A imagem mostra Gandhi e o dalai lama, o líder espiritual do Tibete. Mas trata-se de uma montagem, pois os dois nunca se conheceram. A imagem original de Gandhi na frente da residência do primeiro-ministro britânico, em Londres, é de propriedade da agência Getty Images e foi tirada em 3 de novembro de 1931. O dalai lama, segundo seu site oficial, nasceu em 1935. No site também está sua foto original quando criança.

Uma análise computadorizada da imagem que mostra os dois juntos sugere que ela foi manipulada – quando um conteúdo externo é adicionado a uma imagem, geralmente deixa rastros perceptíveis para softwares especializados. Foi possível identificar que a figura do dalai lama está mais clara que o restante da imagem.

E em entrevista ao jornal Hinduistan Times, um dos maiores diários de língua inglesa da Índia, o dalai lama confirmou que “só conheceu Gandhi em seus sonhos”.

·        Em idade avançada, Gandhi dormia com mulheres nuas?

Alegação: Gandhi, quando velho, dormia com mulheres jovens sob o mesmo edredom: tanto ele quanto elas estavam nus.

Verificação de fatos da DW: verdadeiro.

Durante décadas, Gandhi praticou o brahmacharya, um estilo de vida de abstinência sexual. Segundo suas próprias declarações, a partir de 1901 ele não teve relações sexuais com sua esposa, Kasturba.

Várias fontes e o próprio Gandhi afirmaram que, após a morte dela, em 1944, ele começou a tomar banho e dormir com mulheres muito jovens. Na página 137 do volume 94 de suas obras completas, Gandhi escreveu: “Posso ter tocado milhares e milhares. Mas meu toque nunca teve o significado de luxúria”.

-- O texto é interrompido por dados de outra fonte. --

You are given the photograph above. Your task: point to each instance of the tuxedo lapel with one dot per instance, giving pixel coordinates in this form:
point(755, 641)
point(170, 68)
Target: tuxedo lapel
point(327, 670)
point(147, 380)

Para Gandhi, era uma forma de testar a firmeza de seu comprometimento com a abstinência sexual. Esses experimentos também são mencionados nos diários da sobrinha-neta Manu, uma das mulheres envolvidas. É indiscutível que Gandhi dormia nu numa cama com mulheres. Até onde se sabe, não ocorreu nenhum ato sexual.

Outra questão é a avaliação dessa abordagem. Em entrevista ao Times of India, o historiador Kusoom Vadgama afirmou que Gandhi abusou de sua posição de poder e usou as mulheres como cobaias.

Por outro lado, o historiador Lal diz ser importante considerar que as três mulheres envolvidas – suas sobrinhas-netas Manu e Abha e sua médica pessoal Sushila Nayar – pertenciam todas ao seu círculo mais íntimo e, portanto, estavam familiarizadas com sua maneira de pensar de Gandhi.